Review Article

RMMJ Rambam Maimonides Medical Journal Rambam Health Care Campus 2018 October; 9(4): e0032. ISSN: 2076-9172
Published online 2018 October 4. doi: 10.5041/RMMJ.10348
Special Issue Celebrating the 80th Anniversary of Rambam Health Care Campus

Causative Pathogens in Endophthalmitis after Intravitreal Injection of Anti-vascular Endothelial Growth Factor Agents

Cecilia P. Labardini, M.D.1 and Eytan Z. Blumenthal, M.D.1,2*

1Department of Ophthalmology, Rambam Health Care Campus, Haifa, Israel
2The Ruth & Bruce Rappaport Faculty of Medicine, Technion–Israel Institute of Technology, Haifa, Israel

*To whom correspondence should be addressed. E-mail:


Intravitreal injection of anti-vascular endothelial growth factor is currently the preferred treatment for several posterior segment diseases, including age-related macular degeneration and diabetic retinopathy, as well as macular edema and retinal vein occlusion. As an invasive procedure it involves risks. The most significant risk is infectious endophthalmitis, a sight-threatening and even a globe-threatening acute fulminant condition. Most common pathogens include Streptococcus and Staphylococcus species, surprisingly originating from the patient’s, surgeon’s, or nurse’s mouth. Infectious endophthalmitis may have devastating and irreversible effect, with Streptococcus-induced cases having the worst visual outcome. It is therefore crucial for clinicians to promptly recognize and treat such conditions, and, far more important, to put in place protective and preventive measures against this rare, but sight-threatening complication. To that end, this paper describes the most common pathogens causing endophthalmitis after IVI of anti-VEGF, and defines their source, to aid the physician in developing strategies to prevent this catastrophic infection.

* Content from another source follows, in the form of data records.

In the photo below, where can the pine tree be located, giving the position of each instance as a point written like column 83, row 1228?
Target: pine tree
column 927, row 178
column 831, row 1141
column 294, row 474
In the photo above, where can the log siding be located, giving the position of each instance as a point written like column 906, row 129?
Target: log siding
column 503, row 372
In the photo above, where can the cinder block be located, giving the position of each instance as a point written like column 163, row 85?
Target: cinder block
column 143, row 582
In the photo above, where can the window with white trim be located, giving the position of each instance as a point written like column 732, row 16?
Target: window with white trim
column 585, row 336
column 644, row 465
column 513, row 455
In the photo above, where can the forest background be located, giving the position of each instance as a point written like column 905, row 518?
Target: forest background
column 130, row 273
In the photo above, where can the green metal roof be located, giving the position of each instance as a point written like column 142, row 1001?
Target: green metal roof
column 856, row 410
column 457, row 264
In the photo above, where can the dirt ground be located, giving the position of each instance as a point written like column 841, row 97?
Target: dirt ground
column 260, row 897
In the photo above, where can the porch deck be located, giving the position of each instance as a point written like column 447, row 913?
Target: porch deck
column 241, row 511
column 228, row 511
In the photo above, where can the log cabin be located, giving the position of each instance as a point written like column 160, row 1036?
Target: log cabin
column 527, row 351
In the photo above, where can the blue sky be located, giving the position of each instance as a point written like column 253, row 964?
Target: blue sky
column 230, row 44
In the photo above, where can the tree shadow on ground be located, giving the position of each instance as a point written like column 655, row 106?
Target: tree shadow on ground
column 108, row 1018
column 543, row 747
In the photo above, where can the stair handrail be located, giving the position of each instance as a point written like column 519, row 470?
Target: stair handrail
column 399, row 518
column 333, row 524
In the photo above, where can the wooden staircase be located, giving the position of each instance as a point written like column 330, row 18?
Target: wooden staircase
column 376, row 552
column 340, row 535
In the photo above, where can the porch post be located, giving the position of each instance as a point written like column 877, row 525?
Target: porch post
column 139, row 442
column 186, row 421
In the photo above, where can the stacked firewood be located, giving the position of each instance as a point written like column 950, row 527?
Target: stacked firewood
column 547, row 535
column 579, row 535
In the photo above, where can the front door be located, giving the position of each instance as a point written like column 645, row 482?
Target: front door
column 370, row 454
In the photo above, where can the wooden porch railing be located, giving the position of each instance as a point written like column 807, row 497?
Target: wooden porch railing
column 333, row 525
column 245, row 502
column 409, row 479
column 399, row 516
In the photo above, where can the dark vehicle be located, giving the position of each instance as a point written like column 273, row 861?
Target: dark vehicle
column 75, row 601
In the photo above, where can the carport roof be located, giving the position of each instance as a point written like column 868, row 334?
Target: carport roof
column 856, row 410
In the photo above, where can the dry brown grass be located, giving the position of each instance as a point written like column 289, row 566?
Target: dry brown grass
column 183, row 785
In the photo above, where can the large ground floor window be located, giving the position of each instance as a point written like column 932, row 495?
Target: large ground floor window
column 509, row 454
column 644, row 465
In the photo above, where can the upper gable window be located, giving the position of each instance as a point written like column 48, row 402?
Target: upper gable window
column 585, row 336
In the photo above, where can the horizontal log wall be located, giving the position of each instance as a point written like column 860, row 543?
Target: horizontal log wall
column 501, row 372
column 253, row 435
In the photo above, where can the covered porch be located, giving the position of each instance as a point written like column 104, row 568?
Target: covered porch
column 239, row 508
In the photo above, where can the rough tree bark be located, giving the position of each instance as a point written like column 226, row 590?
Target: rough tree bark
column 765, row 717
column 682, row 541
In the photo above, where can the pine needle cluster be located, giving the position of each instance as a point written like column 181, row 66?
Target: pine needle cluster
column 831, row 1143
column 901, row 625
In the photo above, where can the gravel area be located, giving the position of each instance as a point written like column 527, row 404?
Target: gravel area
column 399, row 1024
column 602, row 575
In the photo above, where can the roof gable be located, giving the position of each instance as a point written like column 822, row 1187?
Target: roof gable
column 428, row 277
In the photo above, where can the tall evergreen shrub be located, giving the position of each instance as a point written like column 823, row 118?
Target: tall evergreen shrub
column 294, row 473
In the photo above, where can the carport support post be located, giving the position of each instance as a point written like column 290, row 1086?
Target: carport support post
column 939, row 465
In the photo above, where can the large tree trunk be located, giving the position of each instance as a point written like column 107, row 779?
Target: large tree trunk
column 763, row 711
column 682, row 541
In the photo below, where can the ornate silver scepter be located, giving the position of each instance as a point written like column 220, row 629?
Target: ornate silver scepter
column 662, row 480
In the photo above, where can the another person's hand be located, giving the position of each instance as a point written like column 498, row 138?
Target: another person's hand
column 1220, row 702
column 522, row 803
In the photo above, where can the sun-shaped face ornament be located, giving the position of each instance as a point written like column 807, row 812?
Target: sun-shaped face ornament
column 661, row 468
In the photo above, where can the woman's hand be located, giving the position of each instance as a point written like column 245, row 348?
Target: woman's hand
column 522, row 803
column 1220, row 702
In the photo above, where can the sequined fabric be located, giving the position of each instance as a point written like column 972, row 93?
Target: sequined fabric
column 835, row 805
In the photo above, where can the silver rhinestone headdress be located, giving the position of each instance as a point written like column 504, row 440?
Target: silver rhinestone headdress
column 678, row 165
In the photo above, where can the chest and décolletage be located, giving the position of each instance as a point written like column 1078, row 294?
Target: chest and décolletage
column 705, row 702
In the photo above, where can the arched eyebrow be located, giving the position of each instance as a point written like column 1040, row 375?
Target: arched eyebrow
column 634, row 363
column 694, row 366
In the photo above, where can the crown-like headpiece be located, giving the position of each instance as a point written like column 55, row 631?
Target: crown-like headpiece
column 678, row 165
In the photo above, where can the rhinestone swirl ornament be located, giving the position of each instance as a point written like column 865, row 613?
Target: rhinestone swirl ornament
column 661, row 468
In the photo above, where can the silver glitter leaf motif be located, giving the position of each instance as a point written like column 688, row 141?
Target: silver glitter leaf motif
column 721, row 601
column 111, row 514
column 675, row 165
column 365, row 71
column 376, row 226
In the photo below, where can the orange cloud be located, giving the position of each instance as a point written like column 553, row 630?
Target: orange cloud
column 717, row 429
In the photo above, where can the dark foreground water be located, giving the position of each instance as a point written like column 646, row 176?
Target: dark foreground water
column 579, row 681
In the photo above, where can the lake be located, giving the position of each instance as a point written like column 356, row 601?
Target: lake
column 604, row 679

Keywords: Anti-VEGF, bacterial infection, endophthalmitis, intravitreal injection


Intravitreal injection (IVI) of anti-vascular endothelial growth factor (VEGF) has revolutionized in the past decade, and is currently the preferred treatment for several posterior segment diseases, among them age-related macular degeneration, diabetic retinopathy, as well as macular edema and retinal vein occlusion.1,2 Clinical trials have repeatedly and consistently demonstrated visual as well as anatomic improvement following therapy with anti-VEGF in the aforementioned diseases.3 Injections are usually administered at 1–2 monthly intervals for a period lasting between several months and up to many years.4 The use of these medications has increased considerably in the last 5 years,1 becoming the most commonly performed ophthalmic procedure in the United States.5,6

As in every invasive procedure, a risk of complications exists with IVI procedures, the most important one being endophthalmitis, which carries a devastating outcome.1,7,8 With the increasing number of IVI, the number of cases of endophthalmitis has also grown.4 Identifying the infectious agents involved in endophthalmitis after IVI is essential to provide the appropriate empiric antibiotic treatment.

Endophthalmitis is an intraocular inflammatory response to a bacterial or fungal infection inside the eye. Such infections start in the aqueous humor, the vitreous body, or both.4,9 Endophthalmitis is justifiably one of the most serious and urgent emergencies encountered in ophthalmic practice.10 Clinical signs and symptoms include decreased vision, mild to moderate pain, a red eye, anterior chamber inflammation, and vitritis.11

Even though the incidence of endophthalmitis after anti-VEGF injections is very low4,11 (rates range from 0.038% to 0.065%, which translates to 1 in 2,632 to 1 in 1,538),8 the visual prognosis is often poor, depending primarily on the time to treatment, the virulence of the infecting pathogen, and the treatment chosen. Prompt diagnosis and treatment can save eyes and achieve satisfactory visual results.10

This article describes the most common pathogens that cause endophthalmitis after IVI of anti-VEGF and defines their source, in order to provide strategies for preventing this catastrophic infection.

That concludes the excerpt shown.